1. ## Algebraic Fraction

1 / x² + x + 1 / x² - x

I am unsure as to how this is done. Any help is greatly appreciated.

Thank you.

2. Originally Posted by stellina_91
1 / x² + x + 1 / x² - x

I am unsure as to how this is done. Any help is greatly appreciated.

Thank you.
Is it 1 / (x² + x) + 1 / x² - x or (1 / x²) + x + 1 / x² - x?

And what do you want to do with it. Integrate? Differentiate? Put under a common denominator? Paint red?

3. The first one please, I would like to simplify it.

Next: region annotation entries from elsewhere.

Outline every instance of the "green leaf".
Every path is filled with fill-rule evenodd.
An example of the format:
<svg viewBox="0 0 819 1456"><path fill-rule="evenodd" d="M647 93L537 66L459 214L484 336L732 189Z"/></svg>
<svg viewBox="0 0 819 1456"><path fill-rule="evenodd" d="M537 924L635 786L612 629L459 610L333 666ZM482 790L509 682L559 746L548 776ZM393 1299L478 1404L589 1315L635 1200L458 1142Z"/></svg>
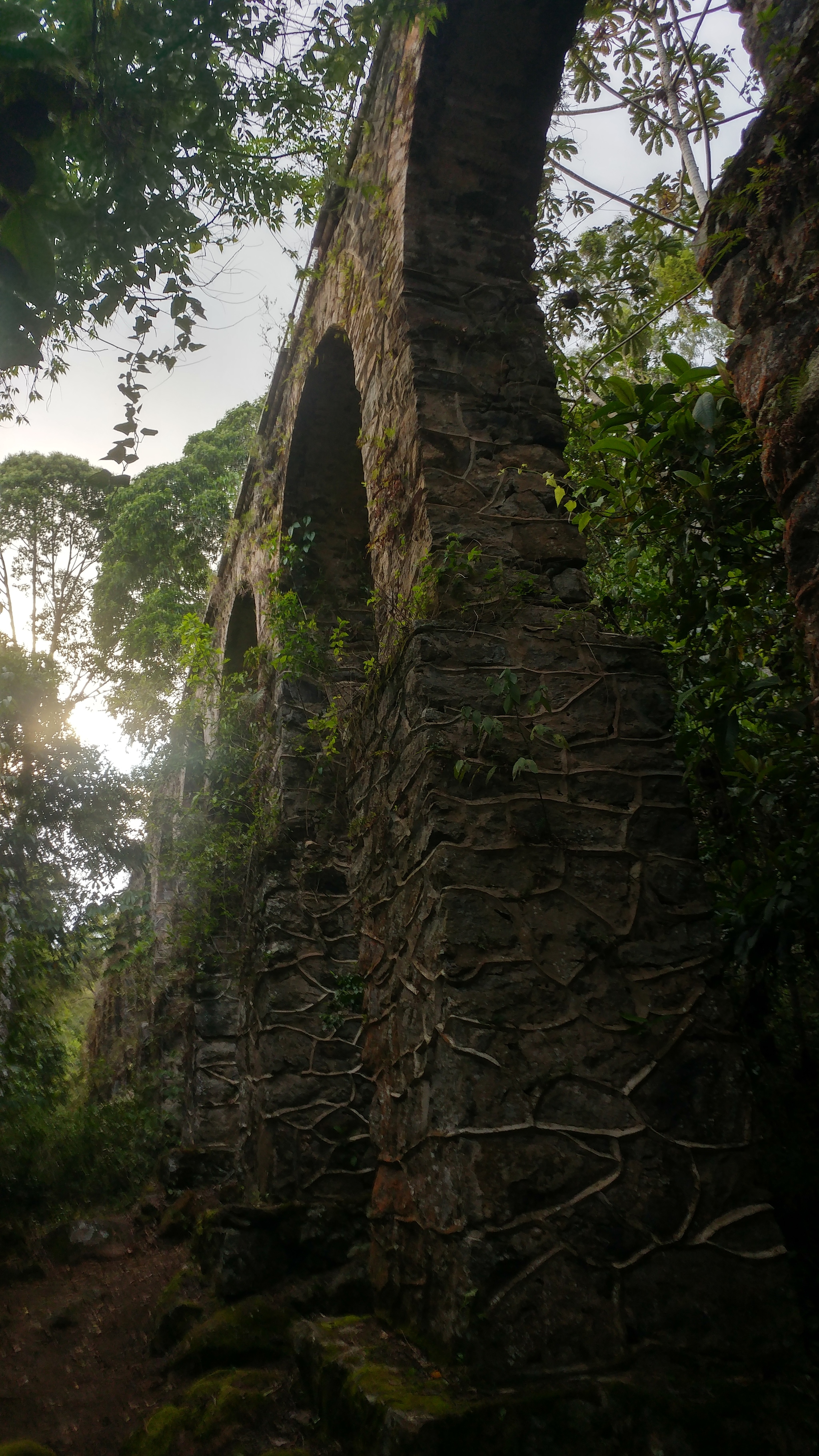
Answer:
<svg viewBox="0 0 819 1456"><path fill-rule="evenodd" d="M691 414L703 430L713 430L719 419L717 402L714 396L706 390L704 395L700 395L700 399L694 405Z"/></svg>
<svg viewBox="0 0 819 1456"><path fill-rule="evenodd" d="M534 759L516 759L512 766L512 778L516 779L521 773L538 773L538 766Z"/></svg>
<svg viewBox="0 0 819 1456"><path fill-rule="evenodd" d="M55 287L54 246L47 239L32 199L12 207L0 224L0 245L17 259L33 303L47 304Z"/></svg>

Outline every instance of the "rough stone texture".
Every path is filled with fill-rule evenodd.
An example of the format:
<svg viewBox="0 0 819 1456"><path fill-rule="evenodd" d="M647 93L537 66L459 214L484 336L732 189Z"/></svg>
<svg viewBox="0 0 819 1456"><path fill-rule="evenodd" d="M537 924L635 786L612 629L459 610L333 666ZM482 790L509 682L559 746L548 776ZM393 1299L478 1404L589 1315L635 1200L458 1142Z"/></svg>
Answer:
<svg viewBox="0 0 819 1456"><path fill-rule="evenodd" d="M762 1456L767 1433L788 1425L799 1431L780 1450L812 1444L809 1411L784 1409L775 1390L704 1382L681 1399L579 1379L487 1392L371 1319L301 1321L291 1340L316 1408L353 1456Z"/></svg>
<svg viewBox="0 0 819 1456"><path fill-rule="evenodd" d="M742 20L770 98L706 213L700 266L714 313L736 333L727 365L786 518L788 582L819 695L819 6L749 4Z"/></svg>
<svg viewBox="0 0 819 1456"><path fill-rule="evenodd" d="M438 35L380 47L209 609L230 658L253 591L265 642L275 543L308 514L300 591L349 651L271 689L278 830L249 942L196 976L189 1127L339 1251L371 1197L380 1312L482 1380L691 1392L781 1369L797 1331L660 657L585 609L544 479L563 437L531 232L579 9L452 0ZM503 670L521 716L458 782L461 708L496 713ZM333 700L345 751L317 776ZM332 1013L355 968L364 1029ZM223 1248L240 1281L247 1222Z"/></svg>
<svg viewBox="0 0 819 1456"><path fill-rule="evenodd" d="M496 1376L778 1361L784 1249L659 655L580 613L499 626L419 626L361 728L378 1306ZM509 737L458 786L460 708L492 712L503 665L569 747L512 780Z"/></svg>

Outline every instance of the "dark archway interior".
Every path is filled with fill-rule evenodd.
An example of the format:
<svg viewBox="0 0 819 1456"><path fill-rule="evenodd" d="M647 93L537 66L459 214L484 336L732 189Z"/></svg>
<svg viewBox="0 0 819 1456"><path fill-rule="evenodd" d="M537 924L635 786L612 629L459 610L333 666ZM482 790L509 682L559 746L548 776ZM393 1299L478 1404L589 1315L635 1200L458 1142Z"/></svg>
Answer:
<svg viewBox="0 0 819 1456"><path fill-rule="evenodd" d="M282 529L300 527L292 540L301 546L304 520L314 533L305 555L292 566L294 585L319 620L349 623L351 645L367 636L372 593L369 572L369 518L358 437L361 399L349 339L340 329L326 333L304 381L292 431L285 482Z"/></svg>
<svg viewBox="0 0 819 1456"><path fill-rule="evenodd" d="M227 673L244 673L244 654L257 644L256 601L252 591L243 591L233 603L227 636L224 639L224 667Z"/></svg>

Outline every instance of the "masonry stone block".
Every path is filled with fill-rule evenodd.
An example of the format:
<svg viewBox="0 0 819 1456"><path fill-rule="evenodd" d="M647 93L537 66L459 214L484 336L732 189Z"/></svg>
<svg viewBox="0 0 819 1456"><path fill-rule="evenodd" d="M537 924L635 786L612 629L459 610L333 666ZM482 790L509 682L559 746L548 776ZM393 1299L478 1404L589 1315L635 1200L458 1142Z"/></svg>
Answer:
<svg viewBox="0 0 819 1456"><path fill-rule="evenodd" d="M225 641L250 585L268 644L308 514L292 582L349 638L265 689L276 828L240 954L193 981L191 1125L271 1217L367 1242L378 1316L448 1369L694 1399L796 1369L799 1331L662 655L601 628L547 479L531 218L579 15L451 0L378 48L209 606Z"/></svg>

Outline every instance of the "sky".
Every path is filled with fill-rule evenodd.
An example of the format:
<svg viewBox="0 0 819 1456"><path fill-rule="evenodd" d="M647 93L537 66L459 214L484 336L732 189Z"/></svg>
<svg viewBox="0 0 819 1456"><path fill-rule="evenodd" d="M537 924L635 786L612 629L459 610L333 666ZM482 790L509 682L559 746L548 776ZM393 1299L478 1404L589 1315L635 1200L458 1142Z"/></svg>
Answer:
<svg viewBox="0 0 819 1456"><path fill-rule="evenodd" d="M746 70L739 23L733 12L724 9L711 13L707 25L711 47L730 47L735 54L723 103L723 111L732 115L746 106L739 96ZM711 144L714 175L738 150L749 119L730 122ZM646 186L659 170L678 169L674 150L659 157L646 156L631 137L624 112L562 118L560 132L573 135L578 143L572 169L588 179L589 191L591 183L599 182L627 195ZM598 210L570 223L567 232L601 226L627 211L602 197L598 201ZM234 405L265 393L295 297L297 265L304 261L308 240L310 230L291 224L276 236L266 227L256 227L224 252L212 249L202 256L202 277L208 284L202 294L207 322L198 328L196 342L205 348L189 358L183 355L170 374L161 371L161 377L151 377L144 395L143 425L159 432L145 438L140 463L132 470L177 459L188 435L209 430ZM127 333L124 322L119 331L109 331L93 347L71 351L67 373L29 408L28 422L0 425L0 459L20 450L42 454L58 450L100 462L115 438L113 425L122 418L116 357ZM128 744L99 700L77 708L73 724L80 738L100 747L116 767L131 770L140 763L140 750Z"/></svg>

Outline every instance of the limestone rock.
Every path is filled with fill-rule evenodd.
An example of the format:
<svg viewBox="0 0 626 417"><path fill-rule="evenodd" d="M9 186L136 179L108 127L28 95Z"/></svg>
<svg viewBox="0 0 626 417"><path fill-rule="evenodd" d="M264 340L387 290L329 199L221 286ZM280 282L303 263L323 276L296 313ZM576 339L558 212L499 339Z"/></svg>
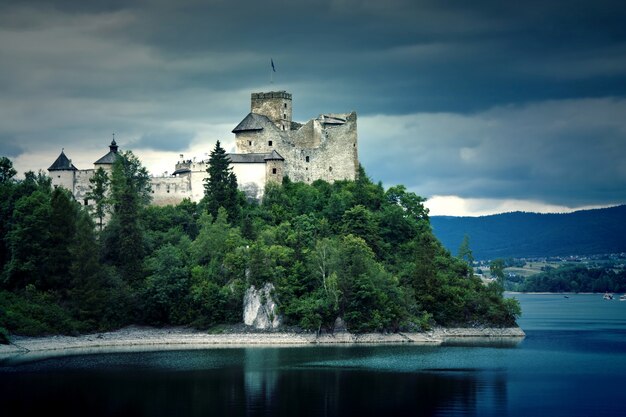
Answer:
<svg viewBox="0 0 626 417"><path fill-rule="evenodd" d="M274 285L267 283L263 288L254 285L246 291L243 299L243 322L256 329L269 330L280 326L276 302L272 298Z"/></svg>

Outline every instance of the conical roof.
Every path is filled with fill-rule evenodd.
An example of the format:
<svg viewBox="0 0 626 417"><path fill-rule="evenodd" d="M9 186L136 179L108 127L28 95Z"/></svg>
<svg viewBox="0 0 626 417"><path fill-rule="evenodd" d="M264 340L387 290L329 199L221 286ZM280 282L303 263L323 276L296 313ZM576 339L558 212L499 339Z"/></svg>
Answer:
<svg viewBox="0 0 626 417"><path fill-rule="evenodd" d="M78 171L78 169L72 164L72 161L65 156L65 152L61 151L61 155L50 165L48 171Z"/></svg>
<svg viewBox="0 0 626 417"><path fill-rule="evenodd" d="M117 143L115 143L115 139L113 139L111 141L111 144L109 145L109 152L104 155L102 158L98 159L96 162L94 162L94 165L100 165L100 164L106 164L106 165L112 165L115 163L115 161L117 161L117 158L120 157L120 154L117 153Z"/></svg>
<svg viewBox="0 0 626 417"><path fill-rule="evenodd" d="M233 129L233 133L250 130L263 130L267 123L272 121L262 114L248 113L248 115Z"/></svg>

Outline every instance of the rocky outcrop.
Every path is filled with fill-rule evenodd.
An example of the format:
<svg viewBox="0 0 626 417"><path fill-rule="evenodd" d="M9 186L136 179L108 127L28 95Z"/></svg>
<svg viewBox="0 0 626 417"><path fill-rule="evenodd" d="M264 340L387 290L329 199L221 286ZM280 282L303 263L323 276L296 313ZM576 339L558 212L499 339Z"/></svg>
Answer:
<svg viewBox="0 0 626 417"><path fill-rule="evenodd" d="M243 299L243 322L256 329L270 330L280 326L276 302L272 298L274 285L267 283L263 288L254 285L246 291Z"/></svg>

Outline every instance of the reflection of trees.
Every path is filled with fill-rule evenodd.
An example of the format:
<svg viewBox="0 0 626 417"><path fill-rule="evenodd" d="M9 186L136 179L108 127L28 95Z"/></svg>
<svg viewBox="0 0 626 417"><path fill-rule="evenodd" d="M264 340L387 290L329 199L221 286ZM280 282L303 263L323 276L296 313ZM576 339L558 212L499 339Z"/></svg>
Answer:
<svg viewBox="0 0 626 417"><path fill-rule="evenodd" d="M308 351L308 353L307 353ZM321 352L320 352L321 351ZM431 416L505 415L507 375L473 369L375 371L312 365L357 358L351 349L188 352L184 368L2 372L6 415ZM170 353L174 357L174 353ZM345 357L343 359L346 359ZM193 363L192 366L190 364ZM166 368L163 370L163 367Z"/></svg>

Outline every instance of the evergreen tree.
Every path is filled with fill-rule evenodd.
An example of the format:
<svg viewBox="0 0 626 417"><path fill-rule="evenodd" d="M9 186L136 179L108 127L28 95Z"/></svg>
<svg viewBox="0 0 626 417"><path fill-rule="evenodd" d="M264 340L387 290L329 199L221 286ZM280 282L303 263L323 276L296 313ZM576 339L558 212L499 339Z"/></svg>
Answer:
<svg viewBox="0 0 626 417"><path fill-rule="evenodd" d="M150 177L131 151L121 156L111 171L113 215L105 229L103 249L105 259L118 268L122 277L136 283L142 277L146 255L140 218L150 201Z"/></svg>
<svg viewBox="0 0 626 417"><path fill-rule="evenodd" d="M461 242L461 246L459 246L459 254L457 258L467 262L469 265L469 273L474 275L474 269L472 265L474 264L474 254L472 253L472 249L469 246L469 235L463 236L463 242Z"/></svg>
<svg viewBox="0 0 626 417"><path fill-rule="evenodd" d="M6 156L0 157L0 184L5 184L13 179L17 171L13 168L13 162Z"/></svg>
<svg viewBox="0 0 626 417"><path fill-rule="evenodd" d="M0 273L9 258L9 249L6 244L6 235L9 231L11 215L13 213L14 194L16 184L13 180L16 171L13 162L6 156L0 158Z"/></svg>
<svg viewBox="0 0 626 417"><path fill-rule="evenodd" d="M104 217L109 211L109 175L102 167L98 168L93 177L89 178L89 192L87 198L94 201L90 207L91 213L98 220L98 227L102 231Z"/></svg>
<svg viewBox="0 0 626 417"><path fill-rule="evenodd" d="M4 284L8 288L25 288L28 284L42 286L48 274L50 213L50 195L41 190L15 203L6 236L11 254L5 267Z"/></svg>
<svg viewBox="0 0 626 417"><path fill-rule="evenodd" d="M69 268L72 263L69 248L76 235L76 221L80 206L72 194L61 187L52 191L50 206L48 275L44 277L45 287L42 289L67 288Z"/></svg>
<svg viewBox="0 0 626 417"><path fill-rule="evenodd" d="M211 151L207 172L209 177L204 180L207 211L213 218L217 218L219 208L224 207L231 222L238 220L241 213L241 198L237 190L237 177L219 140L215 144L215 149Z"/></svg>

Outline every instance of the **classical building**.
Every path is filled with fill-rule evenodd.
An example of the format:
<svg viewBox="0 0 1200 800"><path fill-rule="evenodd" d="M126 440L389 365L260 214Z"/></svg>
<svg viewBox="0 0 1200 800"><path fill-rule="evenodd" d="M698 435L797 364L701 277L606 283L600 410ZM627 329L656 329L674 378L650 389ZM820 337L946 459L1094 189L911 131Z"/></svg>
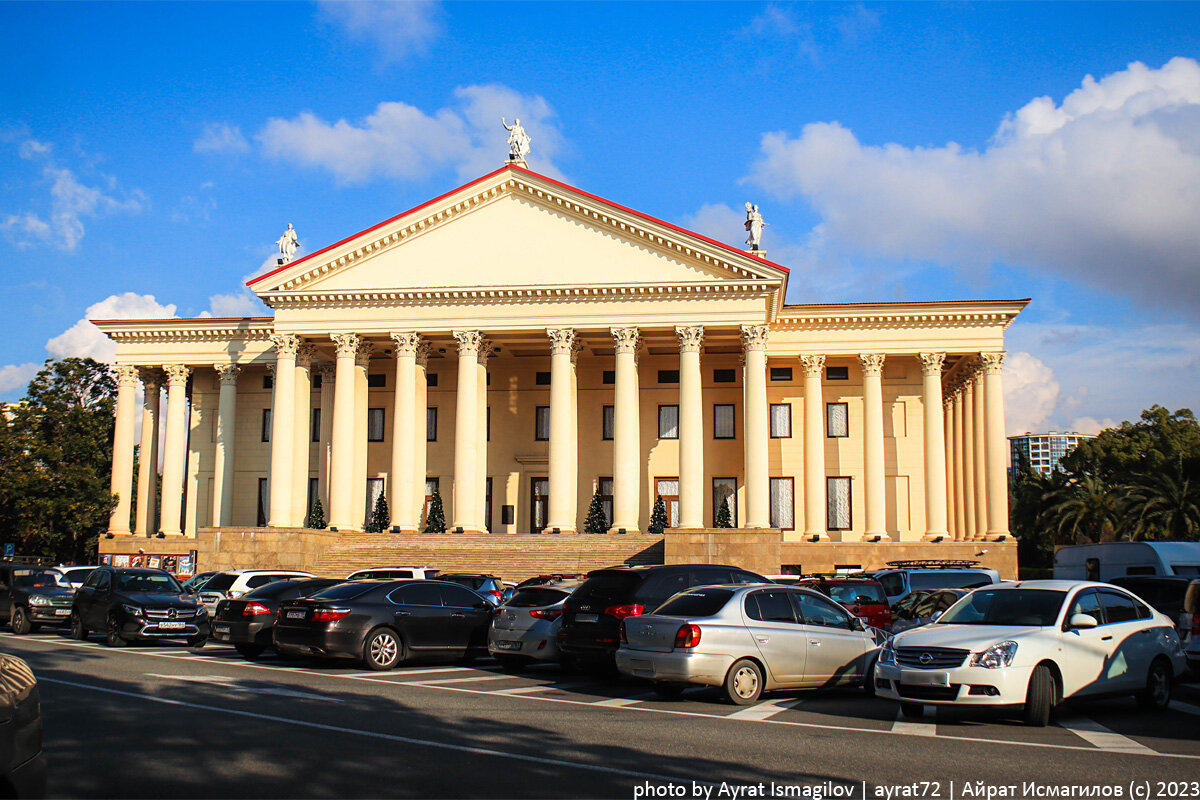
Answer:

4. Originally Posted by stellina_91
The first one please, I would like to simplify it.
$\frac{1}{x^2 + x} + \frac{1}{x^2 - x} = \frac{1}{x(x + 1)} + \frac{1}{x(x - 1)}$

so you should try to put over a common denominator of x(x+1)(x-1):

$= \frac{x - 1}{x(x + 1)(x-1)} + \frac{x+1}{x(x - 1)(x+1)}$

$= \frac{(x - 1) + (x + 1)}{x(x + 1)(x-1)}$

$= \frac{2x}{x(x + 1)(x-1)}$

$= \frac{2}{(x + 1)(x-1)}, \, x \neq 0$

$= \frac{2}{x^2 - 1}$.

You can check this by plugging in a value or two of x and seeing that you get the same answer for each expression.

5. Thanks so much for your help! I understand completely